Cement is a binder that, when mixed with water and aggregates, forms the durable and resilient material we know as concrete. Optimizing the ingredients in cement not only enhances the benefits of cement-based products, but also reduces the carbon intensity of cements. Cement producers are building on their proven legacy of lowering emissions to continue cutting greenhouse gases (GHG) while further increasing their energy efficiency.
Increasing supplementary cementitious materials
Cement includes clinker with finely ground limestone, inorganic processing additions, and precisely controlled amounts of sulfate. By optimizing what goes into cement, we can reduce emissions from material processing – for example, replacing some of the clinker with limestone or industrial byproducts like slag or fly ash, reduces the carbon intensity of cement while creating a product with the same strength, durability, and resiliency we’ve come to expect from concrete.
Currently, cements have a clinker to cement ratio of more than 90%. The remaining material, gypsum, limestone, and processing additions can be partially replaced with supplementary cementitious materials (SCMs). This directly reduces the CO2 from clinker production. SCMs include slag, fly ash and silica fume. In many cases, these are industrial byproducts that would otherwise be landfilled. Proper amounts of SCMs can improve durability and address the harmful chemical reactions caused by some aggregates.
Tomorrow’s cements are targeting lower clinker to cement ratios. Cements today include less than 5% of SCMs, but the industry is targeting increasing SCM amounts to 10% in 2030, 15% by 2040 and 20% by 2050.
Leveraging new cement blends
Portland cement specifications limit the amount of limestone that can be added in cement to just 5%, but portland-limestone cement (PLC) specifications allow for the addition of up to 15% limestone, fly ash or slag, which leads to a reduction in CO2 emissions.
There is a tremendous opportunity to increase the use of PLC, but in many cases, institutional inertia presents one of the greatest obstacles to widespread use.

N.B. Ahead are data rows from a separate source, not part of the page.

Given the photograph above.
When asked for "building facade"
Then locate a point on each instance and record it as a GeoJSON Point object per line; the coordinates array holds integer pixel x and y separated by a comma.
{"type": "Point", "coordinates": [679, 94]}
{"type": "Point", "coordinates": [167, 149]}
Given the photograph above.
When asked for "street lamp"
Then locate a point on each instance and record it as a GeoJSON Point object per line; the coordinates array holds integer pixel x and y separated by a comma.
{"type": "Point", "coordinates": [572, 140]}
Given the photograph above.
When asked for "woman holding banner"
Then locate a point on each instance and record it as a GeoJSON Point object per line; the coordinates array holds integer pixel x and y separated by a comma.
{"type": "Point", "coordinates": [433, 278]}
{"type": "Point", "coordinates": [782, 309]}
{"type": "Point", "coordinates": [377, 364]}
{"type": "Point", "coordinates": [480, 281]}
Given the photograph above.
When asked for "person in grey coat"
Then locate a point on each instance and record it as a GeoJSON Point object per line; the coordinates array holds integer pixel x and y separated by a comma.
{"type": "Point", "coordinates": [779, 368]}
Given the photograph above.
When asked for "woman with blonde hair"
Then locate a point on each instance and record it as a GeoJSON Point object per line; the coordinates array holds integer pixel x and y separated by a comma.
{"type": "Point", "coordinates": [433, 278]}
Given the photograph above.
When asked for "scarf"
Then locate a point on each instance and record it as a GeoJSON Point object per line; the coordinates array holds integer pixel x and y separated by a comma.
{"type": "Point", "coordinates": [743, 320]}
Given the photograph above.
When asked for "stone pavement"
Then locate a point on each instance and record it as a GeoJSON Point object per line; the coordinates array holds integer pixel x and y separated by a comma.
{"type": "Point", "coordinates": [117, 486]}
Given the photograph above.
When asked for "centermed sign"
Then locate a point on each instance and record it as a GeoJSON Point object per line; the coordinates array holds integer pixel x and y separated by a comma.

This Roadmap is an approach to accelerating the acceptance and adoption, not only of these proven materials, but also an approach to accelerating the adoption of the standards and specifications providing a pathway to their use.
Standards for the cement industry are the common language that producers, users and consumers speak to ensure consistency and uniformity. Different cement standards provide cement users a variety of options and choices. Ultimately harmonizing these unique standards will provide an even greater degree of flexibility.
For more than a century, educating producers, users, consumers, the government, academia, contractors, the construction industry, and the general public has been the hallmark of PCA; it is even more important today to educate stakeholders on all the options available with cement blends and their sustainable benefits.
Organizations such as ASTM International and the American Association of State Highway and Transportation Officials play a critical role in developing. Updating these standards is key to helping the cement and concrete industry achieve carbon neutrality.
Cement producers can create more efficient and sustainable clinker and cement, but collaboration to update regulations and increase awareness of these materials will be required before the market will embrace them.